Étalonnage de la caméra Intel RealSense d435 à l'aide d'OpenCV2 et de ROS

Bonjour à tous!


Je veux partager mon expérience avec la caméra Intel RealSense, modèle d435 . Comme vous le savez, de nombreux algorithmes de vision industrielle nécessitent un étalonnage préalable de la caméra . Il se trouve que sur notre projet, nous utilisons ROS pour construire des composants individuels d'un système intelligent automatisé. Cependant, après avoir étudié Internet en russe, je n'ai trouvé aucun tutoriel judicieux sur ce sujet. Cette publication vise à combler cette lacune.


Prérequis logiciel


Étant donné que ROS fonctionne sur les systèmes Unix, je suppose que nous avons le système Ubuntu 16.04 disponible. Je ne décrirai pas les détails d'installation détaillés, je ne donnerai que des liens vers les tutoriels correspondants.

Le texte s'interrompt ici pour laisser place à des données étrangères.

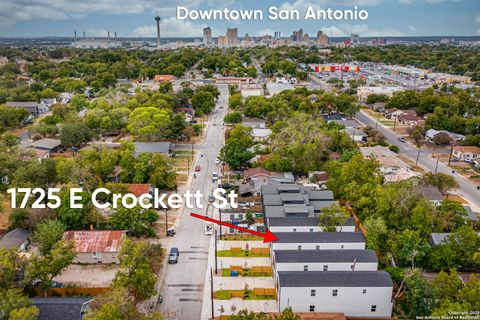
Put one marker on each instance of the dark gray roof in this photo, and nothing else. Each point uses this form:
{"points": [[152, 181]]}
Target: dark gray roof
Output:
{"points": [[46, 144], [471, 215], [21, 104], [282, 212], [300, 221], [334, 279], [60, 308], [320, 204], [320, 195], [153, 147], [14, 238], [293, 256], [319, 237], [431, 193]]}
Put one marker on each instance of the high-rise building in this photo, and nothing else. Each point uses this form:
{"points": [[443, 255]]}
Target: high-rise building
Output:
{"points": [[207, 36], [354, 39], [232, 36], [157, 19], [222, 41], [322, 39], [300, 35]]}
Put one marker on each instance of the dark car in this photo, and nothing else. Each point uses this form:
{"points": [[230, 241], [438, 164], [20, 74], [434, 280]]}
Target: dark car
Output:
{"points": [[173, 256]]}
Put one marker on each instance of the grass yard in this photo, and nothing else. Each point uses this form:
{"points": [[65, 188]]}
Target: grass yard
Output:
{"points": [[246, 273], [247, 295], [240, 254]]}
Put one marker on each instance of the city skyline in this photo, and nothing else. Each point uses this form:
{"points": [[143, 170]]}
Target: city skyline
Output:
{"points": [[397, 18]]}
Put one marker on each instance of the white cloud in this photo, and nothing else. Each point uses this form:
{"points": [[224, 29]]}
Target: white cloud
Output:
{"points": [[172, 27], [344, 30], [266, 31], [13, 11]]}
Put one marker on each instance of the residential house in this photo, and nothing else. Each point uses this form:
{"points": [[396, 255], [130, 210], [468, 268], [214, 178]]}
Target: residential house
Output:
{"points": [[15, 239], [362, 294], [430, 193], [153, 147], [254, 123], [33, 108], [62, 308], [98, 246], [356, 135], [259, 134], [438, 238], [259, 173], [431, 133], [163, 78], [48, 102], [466, 153], [44, 147], [324, 260], [304, 224], [251, 90], [65, 97], [318, 241], [471, 215]]}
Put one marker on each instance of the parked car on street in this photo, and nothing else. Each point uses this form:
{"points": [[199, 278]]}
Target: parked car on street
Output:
{"points": [[173, 256]]}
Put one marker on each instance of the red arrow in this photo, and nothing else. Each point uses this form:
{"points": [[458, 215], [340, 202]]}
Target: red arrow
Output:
{"points": [[267, 236]]}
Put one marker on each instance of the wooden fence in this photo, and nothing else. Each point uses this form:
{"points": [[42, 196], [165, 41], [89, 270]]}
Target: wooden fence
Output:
{"points": [[70, 292], [260, 250]]}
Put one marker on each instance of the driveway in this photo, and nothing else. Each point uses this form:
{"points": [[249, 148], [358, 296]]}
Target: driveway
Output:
{"points": [[466, 188]]}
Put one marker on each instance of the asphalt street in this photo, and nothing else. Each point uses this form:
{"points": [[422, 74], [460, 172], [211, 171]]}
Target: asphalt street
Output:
{"points": [[466, 188], [183, 283]]}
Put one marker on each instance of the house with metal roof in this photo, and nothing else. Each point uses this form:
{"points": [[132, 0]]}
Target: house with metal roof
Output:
{"points": [[15, 239], [324, 260], [304, 224], [153, 147], [62, 308], [365, 294], [318, 240], [97, 246]]}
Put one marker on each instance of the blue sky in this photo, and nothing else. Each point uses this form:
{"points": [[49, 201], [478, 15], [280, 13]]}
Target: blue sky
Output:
{"points": [[136, 17]]}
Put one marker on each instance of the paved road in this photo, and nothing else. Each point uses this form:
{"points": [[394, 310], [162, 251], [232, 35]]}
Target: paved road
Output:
{"points": [[467, 189], [183, 284]]}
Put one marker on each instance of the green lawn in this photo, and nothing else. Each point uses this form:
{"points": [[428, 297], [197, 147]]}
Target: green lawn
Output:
{"points": [[247, 273], [228, 253], [248, 295], [236, 237]]}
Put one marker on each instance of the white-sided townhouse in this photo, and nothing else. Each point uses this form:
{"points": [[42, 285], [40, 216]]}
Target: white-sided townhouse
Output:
{"points": [[366, 294]]}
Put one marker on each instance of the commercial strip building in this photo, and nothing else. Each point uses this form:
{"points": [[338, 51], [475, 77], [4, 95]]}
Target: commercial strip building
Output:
{"points": [[317, 271]]}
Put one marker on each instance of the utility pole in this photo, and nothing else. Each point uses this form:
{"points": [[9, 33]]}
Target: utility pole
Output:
{"points": [[166, 222], [451, 153], [211, 293], [216, 258], [418, 154]]}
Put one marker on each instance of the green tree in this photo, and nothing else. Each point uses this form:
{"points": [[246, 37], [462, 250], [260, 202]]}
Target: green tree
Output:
{"points": [[332, 217], [48, 233], [203, 102], [74, 134], [45, 268], [136, 273], [10, 263], [442, 181], [25, 313], [376, 233], [10, 300]]}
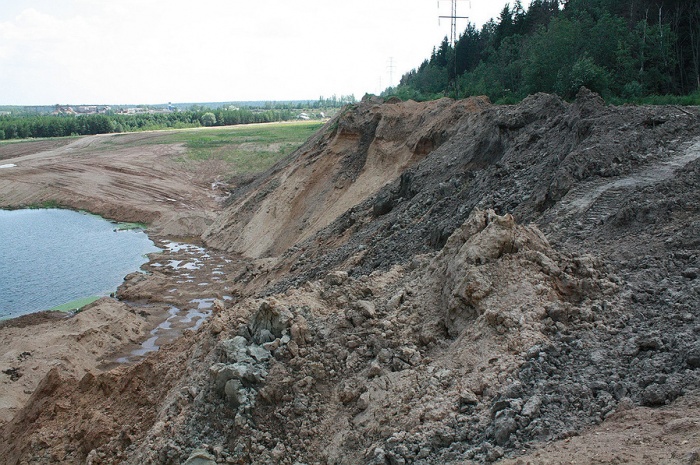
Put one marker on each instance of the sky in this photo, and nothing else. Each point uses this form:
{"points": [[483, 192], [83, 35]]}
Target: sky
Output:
{"points": [[160, 51]]}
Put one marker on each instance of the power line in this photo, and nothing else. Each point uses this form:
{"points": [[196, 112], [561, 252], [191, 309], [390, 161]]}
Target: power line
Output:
{"points": [[453, 35], [391, 67]]}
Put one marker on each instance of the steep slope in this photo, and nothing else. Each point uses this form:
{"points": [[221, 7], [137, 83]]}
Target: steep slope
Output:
{"points": [[359, 153], [447, 282]]}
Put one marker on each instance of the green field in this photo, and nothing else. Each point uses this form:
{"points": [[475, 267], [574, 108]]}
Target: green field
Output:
{"points": [[242, 149], [249, 148], [75, 304]]}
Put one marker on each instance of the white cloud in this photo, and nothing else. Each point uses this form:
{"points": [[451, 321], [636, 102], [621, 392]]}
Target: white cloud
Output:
{"points": [[150, 51]]}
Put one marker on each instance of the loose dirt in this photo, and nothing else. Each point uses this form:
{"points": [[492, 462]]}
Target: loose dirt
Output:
{"points": [[119, 176], [441, 282]]}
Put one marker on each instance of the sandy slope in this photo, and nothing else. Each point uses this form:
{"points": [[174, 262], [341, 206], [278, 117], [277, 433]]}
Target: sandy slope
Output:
{"points": [[119, 176], [380, 317]]}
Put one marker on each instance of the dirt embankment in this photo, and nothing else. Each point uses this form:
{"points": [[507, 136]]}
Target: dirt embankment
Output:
{"points": [[119, 176], [447, 282]]}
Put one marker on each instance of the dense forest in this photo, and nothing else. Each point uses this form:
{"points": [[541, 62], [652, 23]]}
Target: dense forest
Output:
{"points": [[626, 50], [28, 124]]}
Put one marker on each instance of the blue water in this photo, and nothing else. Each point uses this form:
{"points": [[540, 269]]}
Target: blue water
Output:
{"points": [[50, 257]]}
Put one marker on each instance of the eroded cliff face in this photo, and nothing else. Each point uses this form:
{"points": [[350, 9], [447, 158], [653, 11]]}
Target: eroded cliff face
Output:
{"points": [[356, 155], [443, 282]]}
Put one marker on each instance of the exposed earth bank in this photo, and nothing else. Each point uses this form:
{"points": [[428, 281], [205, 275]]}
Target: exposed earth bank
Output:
{"points": [[441, 282]]}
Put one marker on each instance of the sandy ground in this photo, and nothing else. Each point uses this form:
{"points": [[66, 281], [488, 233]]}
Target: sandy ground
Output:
{"points": [[126, 178], [119, 176], [109, 175]]}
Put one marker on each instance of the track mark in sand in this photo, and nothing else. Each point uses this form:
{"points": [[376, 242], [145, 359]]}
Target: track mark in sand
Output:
{"points": [[599, 199]]}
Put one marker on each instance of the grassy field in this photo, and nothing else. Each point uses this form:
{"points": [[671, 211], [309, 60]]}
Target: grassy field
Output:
{"points": [[75, 304], [244, 148]]}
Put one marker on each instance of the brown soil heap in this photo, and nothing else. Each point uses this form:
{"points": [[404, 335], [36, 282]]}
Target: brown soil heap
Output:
{"points": [[440, 282]]}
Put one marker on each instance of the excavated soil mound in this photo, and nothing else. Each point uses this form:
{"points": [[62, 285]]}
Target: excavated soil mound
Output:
{"points": [[443, 282]]}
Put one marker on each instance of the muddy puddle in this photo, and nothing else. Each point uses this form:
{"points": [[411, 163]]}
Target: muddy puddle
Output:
{"points": [[195, 278], [178, 320]]}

sudo apt-get install python-opencv 


Installation des pilotes RealSense


  1. Tout d'abord, vous devez installer les pilotes de la caméra.
  2. Le package ROS pour la caméra est ici . Au moment de la publication, la dernière version était la 2.0.3. Pour installer le package, vous devez télécharger le code source et le décompresser dans le répertoire personnel de ROS. Ensuite, nous devrons l'installer:

 catkin_make clean catkin_make -DCATKIN_ENABLE_TESTING=False -DCMAKE_BUILD_TYPE=Release catkin_make install echo "source path_to_workspace/devel/setup.bash" >> ~/.bashrc source ~/.bashrc 

Test de la caméra


Après avoir installé la caméra, nous devons nous assurer que les pilotes fonctionnent comme ils le devraient. Pour ce faire, nous connectons la caméra via USB et exécutons la démo:


 roslaunch realsense2_camera demo_pointcloud.launch 

Cette commande ouvrira la visualisation ROS, sur laquelle vous pourrez voir le nuage de points enregistré dans le sujet /camera/depth/color/points :


rviz


Calibrage de la caméra


Vous trouverez ci-dessous une version adaptée du tutoriel d'OpenCV .


 import numpy as np import cv2 import glob #    criteria = (cv2.TERM_CRITERIA_EPS + cv2.TERM_CRITERIA_MAX_ITER, 30, 0.001) #     8x6 objp = np.zeros((6*8,3), np.float32) objp[:,:2] = np.mgrid[0:8,0:6].T.reshape(-1,2) #         objpoints = [] # 3d     imgpoints = [] # 2d     images = glob.glob('/__/*.png') for fname in images: img = cv2.imread(fname) gray = cv2.cvtColor(img,cv2.COLOR_BGR2GRAY) #     ret, corners = cv2.findChessboardCorners(gray, (8,6),None) #    ,         if ret == True: objpoints.append(objp) corners2 = cv2.cornerSubPix(gray,corners,(11,11),(-1,-1),criteria) imgpoints.append(corners2) #       img = cv2.drawChessboardCorners(img, (8,6), corners2,ret) cv2.imshow('img',img) cv2.waitKey(500) cv2.destroyAllWindows() #     ret, mtx, dist, rvecs, tvecs = cv2.calibrateCamera(objpoints, imgpoints, gray.shape[::-1],None,None) np.save('/path_to_images/calibration', [mtx, dist, rvecs, tvecs]) 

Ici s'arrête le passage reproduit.